Types of transport molecules
Uniport transports one solute at a time. Symport transports the solute and a cotransported
solute at the same time in the same direction. Antiport transports the solute in (or out) and
the co-transported solute the opposite direction. One goes in the other goes out or viceversa.
Vesicle-mediated transport
Vesicles and vacuoles that fuse with the cell membrane may be utilized to release or
transport chemicals out of the cell or to allow them to enter a cell. Exocytosis is the term
applied when transport is out of the cell.

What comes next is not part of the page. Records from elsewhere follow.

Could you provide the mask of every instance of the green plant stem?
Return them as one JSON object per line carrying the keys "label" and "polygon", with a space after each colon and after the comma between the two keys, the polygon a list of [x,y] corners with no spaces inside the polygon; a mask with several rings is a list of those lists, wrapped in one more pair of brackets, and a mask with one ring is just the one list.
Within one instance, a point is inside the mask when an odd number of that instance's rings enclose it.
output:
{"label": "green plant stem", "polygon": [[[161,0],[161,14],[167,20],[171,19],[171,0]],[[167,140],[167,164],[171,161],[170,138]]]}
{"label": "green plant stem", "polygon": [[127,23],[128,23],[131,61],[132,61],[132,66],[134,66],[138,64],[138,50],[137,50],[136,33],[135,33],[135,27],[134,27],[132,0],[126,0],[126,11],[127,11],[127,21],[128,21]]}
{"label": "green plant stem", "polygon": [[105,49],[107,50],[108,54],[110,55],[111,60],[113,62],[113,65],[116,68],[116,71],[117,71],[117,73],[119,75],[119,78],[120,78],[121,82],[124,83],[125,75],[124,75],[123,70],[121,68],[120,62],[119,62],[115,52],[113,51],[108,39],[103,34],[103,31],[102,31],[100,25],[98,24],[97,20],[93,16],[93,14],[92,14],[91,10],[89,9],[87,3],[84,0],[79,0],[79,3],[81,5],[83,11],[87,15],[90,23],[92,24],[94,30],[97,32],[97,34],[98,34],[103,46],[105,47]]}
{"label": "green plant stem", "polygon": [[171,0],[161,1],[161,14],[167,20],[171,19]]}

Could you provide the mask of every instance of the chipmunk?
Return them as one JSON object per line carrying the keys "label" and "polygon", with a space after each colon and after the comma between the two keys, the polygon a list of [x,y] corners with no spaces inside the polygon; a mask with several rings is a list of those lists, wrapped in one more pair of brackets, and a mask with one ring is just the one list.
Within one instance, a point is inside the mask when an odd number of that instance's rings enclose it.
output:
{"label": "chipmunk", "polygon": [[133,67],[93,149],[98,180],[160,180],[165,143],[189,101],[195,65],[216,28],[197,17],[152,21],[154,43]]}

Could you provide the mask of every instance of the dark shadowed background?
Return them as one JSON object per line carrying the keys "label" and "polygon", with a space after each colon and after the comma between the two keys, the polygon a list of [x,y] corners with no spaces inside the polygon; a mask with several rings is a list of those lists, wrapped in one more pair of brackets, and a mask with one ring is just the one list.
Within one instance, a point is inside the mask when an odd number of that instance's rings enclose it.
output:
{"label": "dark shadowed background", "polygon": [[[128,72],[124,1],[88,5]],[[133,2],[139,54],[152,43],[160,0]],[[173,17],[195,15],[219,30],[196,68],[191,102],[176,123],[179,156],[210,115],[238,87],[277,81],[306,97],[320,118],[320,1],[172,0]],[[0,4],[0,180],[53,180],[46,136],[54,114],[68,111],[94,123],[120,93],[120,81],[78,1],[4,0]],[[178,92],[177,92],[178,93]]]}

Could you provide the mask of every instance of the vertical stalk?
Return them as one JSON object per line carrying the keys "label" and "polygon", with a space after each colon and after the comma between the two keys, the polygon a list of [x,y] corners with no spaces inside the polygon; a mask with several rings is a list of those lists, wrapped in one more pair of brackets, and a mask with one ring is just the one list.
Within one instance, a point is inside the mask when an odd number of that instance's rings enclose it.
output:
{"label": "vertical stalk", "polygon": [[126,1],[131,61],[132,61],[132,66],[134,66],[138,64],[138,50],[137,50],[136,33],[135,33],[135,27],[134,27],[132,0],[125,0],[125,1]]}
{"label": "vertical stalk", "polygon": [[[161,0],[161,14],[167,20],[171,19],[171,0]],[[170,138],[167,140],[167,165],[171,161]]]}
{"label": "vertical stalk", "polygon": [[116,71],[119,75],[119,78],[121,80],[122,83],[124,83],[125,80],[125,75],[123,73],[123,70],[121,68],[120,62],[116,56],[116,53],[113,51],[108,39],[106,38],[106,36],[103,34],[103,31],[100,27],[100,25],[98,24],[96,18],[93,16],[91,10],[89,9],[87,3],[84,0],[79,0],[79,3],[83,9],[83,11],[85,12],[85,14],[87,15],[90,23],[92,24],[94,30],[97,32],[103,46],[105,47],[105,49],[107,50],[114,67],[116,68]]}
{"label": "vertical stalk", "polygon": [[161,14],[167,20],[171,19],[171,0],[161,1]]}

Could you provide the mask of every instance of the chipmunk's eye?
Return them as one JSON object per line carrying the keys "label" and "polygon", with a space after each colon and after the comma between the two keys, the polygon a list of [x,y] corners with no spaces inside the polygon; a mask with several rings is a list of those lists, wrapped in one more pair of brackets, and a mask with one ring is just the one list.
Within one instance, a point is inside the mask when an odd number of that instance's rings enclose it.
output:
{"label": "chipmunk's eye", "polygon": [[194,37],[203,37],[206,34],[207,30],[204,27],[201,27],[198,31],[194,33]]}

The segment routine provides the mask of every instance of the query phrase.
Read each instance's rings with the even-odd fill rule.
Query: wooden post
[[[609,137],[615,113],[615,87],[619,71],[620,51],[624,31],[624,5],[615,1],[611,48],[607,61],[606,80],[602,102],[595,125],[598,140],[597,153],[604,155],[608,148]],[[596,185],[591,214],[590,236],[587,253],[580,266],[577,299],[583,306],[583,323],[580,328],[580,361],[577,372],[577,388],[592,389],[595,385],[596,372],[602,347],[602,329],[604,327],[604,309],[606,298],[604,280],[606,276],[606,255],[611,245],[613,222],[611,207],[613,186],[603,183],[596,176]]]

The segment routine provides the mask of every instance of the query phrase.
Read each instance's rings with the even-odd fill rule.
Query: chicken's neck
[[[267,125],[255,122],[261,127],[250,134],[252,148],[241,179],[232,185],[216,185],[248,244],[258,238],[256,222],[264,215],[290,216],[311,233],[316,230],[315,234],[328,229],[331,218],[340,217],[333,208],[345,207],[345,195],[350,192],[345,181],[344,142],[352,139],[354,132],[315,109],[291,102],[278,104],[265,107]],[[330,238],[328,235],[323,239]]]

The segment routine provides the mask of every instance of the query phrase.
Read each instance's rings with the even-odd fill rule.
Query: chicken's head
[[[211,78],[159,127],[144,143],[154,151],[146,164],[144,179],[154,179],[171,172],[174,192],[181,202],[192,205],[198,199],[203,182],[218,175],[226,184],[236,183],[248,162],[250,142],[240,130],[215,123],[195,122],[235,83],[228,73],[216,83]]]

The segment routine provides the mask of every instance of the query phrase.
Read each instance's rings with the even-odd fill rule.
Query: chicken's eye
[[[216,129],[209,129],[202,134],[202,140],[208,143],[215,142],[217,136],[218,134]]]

Endocytosis is the case when a molecule causes the cell membrane to bulge inward,
forming a vesicle. Phagocytosis is the type of endocytosis where an entire cell is
engulfed. Pinocytosis is when the external fluid is engulfed. Receptor-mediated
endocytosis occurs when the material to be transported binds to certain specific
molecules in the membrane. Examples include the transport of insulin and cholesterol
into animal cells.
Sphingomyelin and cholesterol: from membrane biophysics and rafts to potential
medical applications.
The preferential sphingomyelin-cholesterol interaction which results from the structure
and the molecular properties of these two lipids seems to be the physicochemical basis
for the formation and maintenance of cholesterol/sphingolipid-enriched nano- and microdomains (referred to as membrane "rafts") in the plane of plasma and other organelle (i.e.,
Golgi) membranes. This claim is supported by much experimental evidence and also by
theoretical considerations. However, although there is a large volume of information
about these rafts regarding their lipid and protein composition, their size, and their
dynamics, there is still much to be clarified on these issues, as well as on how rafts are
formed and maintained. It is well accepted now that the lipid phase of the rafts is the
liquid ordered (LO) phase. However, other (non-raft) parts of the membrane may also be
in the LO phase. There are indications that the raft LO phase domains are more tightly
packed than the non-raft LO phase, possibly due to intermolecular hydrogen bonding
involving sphingolipid and cholesterol. This also explains why the former are detergentresistant membranes (DRM), while the non-raft LO phase domains are detergent-soluble
(sensitive) membranes (DSM). Recent findings suggest that protein-protein interactions
such as cross-linking can be controlled by protein distribution between raft and non-raft
domains, and, as well, these interactions affect raft size distribution. The
cholesterol/sphingomyelin-enriched rafts seem to be involved in many biological
processes, mediated by various receptors, as exemplified by various lipidated
glycosylphosphatidylinositol (GPI)- and acyl chain-anchored proteins that reside in the
rafts. The rafts serve as signaling platforms in the cell. Various pathogens (viruses and
toxins) utilize the raft domains on the host cell membrane as a port of entry, site of
assembly (viruses), and port of exit (viral budding). Existence and maintenance of
cholesterol-sphingomyelin rafts are dependent on the level of membrane cholesterol and
sphingomyelin. This explains why reduction of cholesterol level--either through reverse
cholesterol transport, using cholesterol acceptors such as beta-cyclodextrin, or through
cholesterol biosynthesis inhibition using statins--interferes with many processes which
involve rafts and can be applied to treating raft-related infections and diseases. Detailed
elucidation of raft structure and function will improve understanding of biological
membrane composition-structure-function relationships and also may serve as a new
avenue for the development of novel treatments for major diseases, including viral
infections, neurodegenerative diseases (Alzheimer's), atherosclerosis, and tumors.